The issue of economic power is also quite complex. The relationship between economic and political elites undoubtedly affects the allocation of power in semi-authoritarian countries. Much of the writing on democracy treats as axiomatic that economic liberalization facilitates democratization by creating more interest groups and thus greater pluralism and democracy. But this positive relationship between economic liberalization and democracy does not necessarily hold true in semi-authoritarian countries, particularly those that have seen the rapid emergence of new economic elites as a result of structural economic reforms.

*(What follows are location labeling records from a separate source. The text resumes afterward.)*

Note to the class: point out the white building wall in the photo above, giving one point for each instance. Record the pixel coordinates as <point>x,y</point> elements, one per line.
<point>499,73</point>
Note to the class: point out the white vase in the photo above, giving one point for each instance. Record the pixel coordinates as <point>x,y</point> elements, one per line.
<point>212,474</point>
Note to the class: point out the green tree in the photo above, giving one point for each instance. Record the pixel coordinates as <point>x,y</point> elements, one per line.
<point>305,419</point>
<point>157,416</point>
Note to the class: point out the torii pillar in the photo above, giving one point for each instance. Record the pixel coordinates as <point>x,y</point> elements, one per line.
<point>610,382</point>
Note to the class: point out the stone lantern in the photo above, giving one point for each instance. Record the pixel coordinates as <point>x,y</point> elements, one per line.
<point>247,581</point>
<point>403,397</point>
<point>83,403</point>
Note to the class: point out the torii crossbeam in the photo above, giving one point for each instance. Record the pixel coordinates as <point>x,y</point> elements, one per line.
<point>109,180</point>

In Indonesia, political and economic elites were part of the same system of crony capitalism, with the president’s family and close associates controlling shares of corporations which in turn received favorable treatment and protection. Crony capitalism is also a problem in the countries that were part of the former Soviet Union, where the new economic elites are generally being drawn from the nomenclature of the communist party or were closely associated with them. Azerbaijan’s oil sector is dominated by the family of President Heyday Aliev. His son Ilkham is first deputy president of SOCAR, the state oil company, and Aliev himself has decades-old ties to the Soviet oil industry. In Kazakhstan, President Nazarbayev’s daughter was awarded the license to run the one independent television station, while his son-in-law is one of the country’s major anti-corruption figures, as he heads the country’s tax police. If reform inadvertently empowers the wrong people, then the government also has the capacity to coopt potentially inconvenient new economic elites. We see this in Kazakhstan in the person of former Minister of Energy, Industry, and Trade Mukhtar Ablyazov, a young entrepreneur who managed to amass a fortune despite the lack of political contacts.

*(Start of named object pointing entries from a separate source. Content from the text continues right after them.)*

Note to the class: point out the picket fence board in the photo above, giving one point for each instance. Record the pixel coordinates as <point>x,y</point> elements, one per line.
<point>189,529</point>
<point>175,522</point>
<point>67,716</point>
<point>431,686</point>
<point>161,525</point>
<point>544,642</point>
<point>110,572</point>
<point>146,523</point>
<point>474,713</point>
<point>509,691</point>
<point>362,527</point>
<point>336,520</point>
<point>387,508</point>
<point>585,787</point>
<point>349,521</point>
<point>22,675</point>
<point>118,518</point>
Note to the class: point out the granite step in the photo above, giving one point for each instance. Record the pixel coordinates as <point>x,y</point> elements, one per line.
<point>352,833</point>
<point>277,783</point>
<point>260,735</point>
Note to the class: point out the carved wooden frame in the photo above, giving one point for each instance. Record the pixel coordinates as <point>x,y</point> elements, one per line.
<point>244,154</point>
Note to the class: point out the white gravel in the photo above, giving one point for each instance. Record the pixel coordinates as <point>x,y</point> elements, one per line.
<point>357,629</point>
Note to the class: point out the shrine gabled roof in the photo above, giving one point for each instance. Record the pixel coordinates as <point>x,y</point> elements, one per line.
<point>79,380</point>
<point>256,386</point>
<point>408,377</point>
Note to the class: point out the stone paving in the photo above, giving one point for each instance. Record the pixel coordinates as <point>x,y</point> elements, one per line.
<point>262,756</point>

There are exceptions to the pattern of crony capitalism, as in Uganda, where the fact that the core of the business community is Asian while the political elite is African initially produced a degree of separation between economic and political power. But even here there are signs that crony capitalism is becoming a growing problem, as more Africans seize the economic opportunities provided by high positions in the government or the military, or by personal ties to those occupying such position. Uganda’s intervention in the Democratic Republic of the Congo in particular has opened the way for the formation of such political-economic networks through the trading of Congolese diamonds. Indeed, the common trend, particularly in countries emerging from some form of socialist control over the economy, is toward collusion rather than antagonism between economic and political elites. Although leaders of semi-authoritarian countries are often suspicious of liberalization, precisely because they fear that it will cause them to lose control, in reality economic reform may reinforce the power allocation in semi-authoritarian countries rather than challenge it. Twenty years of private sector growth in Egypt have not altered significantly the character of the political regime.

It is clear from the above discussion that power in semi-authoritarian countries is not monolithic, but that there are no organized centers of power that challenge the control at the center of the system. Governments recognize the legitimacy of some political activities, the desirability of some power-sharing between the central and local governments, and the need for a private sector. Yet, they do not accept true political competition and they succeed in controlling the process so that their power is not really threatened.